How can Barack Obama say you have a splinter in your eye when there is a log in his?

Personally to me, it shows that Mr. Obama is all about the Benjamin’s (AKA Money) and speeches with his big white toothed grin and hollow words that seem to have Americans under his spell and hanging on to his every word as his pockets are lined by the very sharks that feed off of suffering Americans.

Isn’t Obama supposed to protect the people against these corporations or is he to align himself with them to win an election? Hell, it seems like it doesn’t matter where that money came from to fund his campaign. As long as it serves his purpose and this purpose seems to be rearing its ugly head in the form of campaign contributions from the very same people that he criticises.

You are contradicting yourself Obama. Why don’t you read exactly what this means and I’ll help you by posting the wikipedia version of the term “contradiction.”

In logic, a contradiction consists of a logical incompatibility between two or more propositions.
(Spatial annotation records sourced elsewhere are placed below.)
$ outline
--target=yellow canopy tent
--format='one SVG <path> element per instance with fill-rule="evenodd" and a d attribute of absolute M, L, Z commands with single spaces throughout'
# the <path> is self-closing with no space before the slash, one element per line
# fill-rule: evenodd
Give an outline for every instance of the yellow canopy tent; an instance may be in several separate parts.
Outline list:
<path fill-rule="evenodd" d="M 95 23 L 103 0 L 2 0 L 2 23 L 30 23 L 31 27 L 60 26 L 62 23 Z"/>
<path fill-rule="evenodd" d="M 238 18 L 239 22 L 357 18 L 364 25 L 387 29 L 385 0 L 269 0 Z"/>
It occurs when the propositions, taken together, yield two conclusions which form the logical inversions of each other. Illustrating a general tendency in applied logic, Aristotle’s law of noncontradiction states that “One cannot say of something that it is and that it is not in the same respect and at the same time.”

More from Inside These Times:

Ernst & Young provided inaccurate audits, resisted regulators, and did not test or properly disclose crucial financial assumptions. The OTS didn’t investigate or follow up on problems adequately, ignored warning signs for years, and unduly relied on the expertise of managers, the auditor’s report, and the promise of the wealthy owners to put their money behind the bank’s strategy, which they ultimately refused to do. While the FDIC lawsuit against Ernst & Young correctly highlights the accounting firm’s sorry record of accounting malpractice, it ignores the dubious history of the Pritzkers and Dworman in cases ranging from tax evasion to bank mismanagement, instead praising the Pritzkers for their charity.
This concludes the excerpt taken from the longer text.